Accurate wind speed prediction has become increasingly important in wind power generation. However, the lack of efficient data preprocessing techniques and integration strategies has been a big obstacle to the development of wind power forecasting system. Therefore, a novel and advanced combined forecasting system comprising a data preprocessing, an integration strategy and several single models is designed in this study. The proposed model not only eliminates the impact of noise, but also integrates several single-model forecasting results through a weight optimization operator. In addition, the uncertain prediction of wind speed is also discussed in detail. The results show that: (a) The MAPE values of the proposed model are 2.8645%, 2.1843% and 2.8727% respectively for the point prediction. (b) The FICP values of the proposed model are 85.1697, 89.5410 and 88.0111 respectively at the significant level α = 0.05 for the uncertainty forecasting.
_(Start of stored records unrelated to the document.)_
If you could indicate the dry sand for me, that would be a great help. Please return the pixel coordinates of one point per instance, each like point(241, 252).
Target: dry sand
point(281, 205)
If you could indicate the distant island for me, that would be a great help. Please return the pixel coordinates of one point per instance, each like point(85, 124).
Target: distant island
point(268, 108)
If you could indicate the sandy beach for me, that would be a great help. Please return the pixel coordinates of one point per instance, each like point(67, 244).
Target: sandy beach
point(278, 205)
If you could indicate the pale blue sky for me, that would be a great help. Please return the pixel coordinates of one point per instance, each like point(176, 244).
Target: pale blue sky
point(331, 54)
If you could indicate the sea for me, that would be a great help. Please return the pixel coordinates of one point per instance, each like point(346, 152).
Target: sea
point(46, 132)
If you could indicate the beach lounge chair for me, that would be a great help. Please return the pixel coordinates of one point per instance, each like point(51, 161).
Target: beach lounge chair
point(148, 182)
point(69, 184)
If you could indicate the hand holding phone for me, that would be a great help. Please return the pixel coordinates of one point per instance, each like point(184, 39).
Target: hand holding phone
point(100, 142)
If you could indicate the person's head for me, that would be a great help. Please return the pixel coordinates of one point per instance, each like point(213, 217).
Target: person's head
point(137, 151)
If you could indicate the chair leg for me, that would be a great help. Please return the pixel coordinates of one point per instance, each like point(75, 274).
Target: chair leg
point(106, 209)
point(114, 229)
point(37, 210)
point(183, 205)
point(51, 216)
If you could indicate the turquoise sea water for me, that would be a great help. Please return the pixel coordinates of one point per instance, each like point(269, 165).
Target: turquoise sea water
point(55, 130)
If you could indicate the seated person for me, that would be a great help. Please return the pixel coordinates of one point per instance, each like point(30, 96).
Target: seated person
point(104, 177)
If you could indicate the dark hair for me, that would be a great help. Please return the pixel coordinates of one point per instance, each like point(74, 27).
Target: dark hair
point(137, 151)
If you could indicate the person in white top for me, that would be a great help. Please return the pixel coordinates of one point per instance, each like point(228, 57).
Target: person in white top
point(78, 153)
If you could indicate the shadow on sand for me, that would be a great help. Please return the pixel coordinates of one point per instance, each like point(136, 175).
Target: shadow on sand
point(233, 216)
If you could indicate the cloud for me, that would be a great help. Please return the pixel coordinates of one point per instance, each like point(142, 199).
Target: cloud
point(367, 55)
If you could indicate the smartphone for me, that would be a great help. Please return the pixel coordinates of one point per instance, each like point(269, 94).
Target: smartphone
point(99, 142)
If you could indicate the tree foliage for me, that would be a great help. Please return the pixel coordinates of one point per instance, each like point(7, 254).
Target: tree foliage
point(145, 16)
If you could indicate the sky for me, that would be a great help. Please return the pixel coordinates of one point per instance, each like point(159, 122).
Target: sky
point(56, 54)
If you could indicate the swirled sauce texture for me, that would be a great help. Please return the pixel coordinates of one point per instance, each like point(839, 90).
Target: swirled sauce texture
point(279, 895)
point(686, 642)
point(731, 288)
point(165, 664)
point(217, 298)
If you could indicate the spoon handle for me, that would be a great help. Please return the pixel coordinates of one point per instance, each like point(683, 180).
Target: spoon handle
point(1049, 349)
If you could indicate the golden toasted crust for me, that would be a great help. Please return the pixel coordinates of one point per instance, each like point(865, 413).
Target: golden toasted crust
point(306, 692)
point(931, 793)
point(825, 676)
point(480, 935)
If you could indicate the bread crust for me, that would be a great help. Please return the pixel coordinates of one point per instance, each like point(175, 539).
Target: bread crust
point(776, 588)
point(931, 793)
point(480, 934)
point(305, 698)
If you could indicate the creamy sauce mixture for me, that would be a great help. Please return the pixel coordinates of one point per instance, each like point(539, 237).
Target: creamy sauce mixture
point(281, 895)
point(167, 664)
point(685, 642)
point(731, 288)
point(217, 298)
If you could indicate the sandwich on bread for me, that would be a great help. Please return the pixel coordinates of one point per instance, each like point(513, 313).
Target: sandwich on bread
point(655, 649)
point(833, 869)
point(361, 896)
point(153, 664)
The AWD values are 0.0559, 0.0400 and 0.0361 and the FINAW values are 0.0478, 0.0404 and 0.0390. It is reasonable to conclude that the proposed system can effectively boost the precision and stability of wind speed forecasting and provide a new approach for the exploitation of wind energy. •A combined forecasting system including a data preprocessing, a combined and uncertainty prediction module is designed.•An advanced data preprocessing technique is intended to remove the noise.•A combined prediction strategy including optimal sub-model selection and weight optimization operators is proposed.•The Pareto optimality of the solutions is theoretically proven.•Interval prediction increases the accuracy and certainty of prediction results.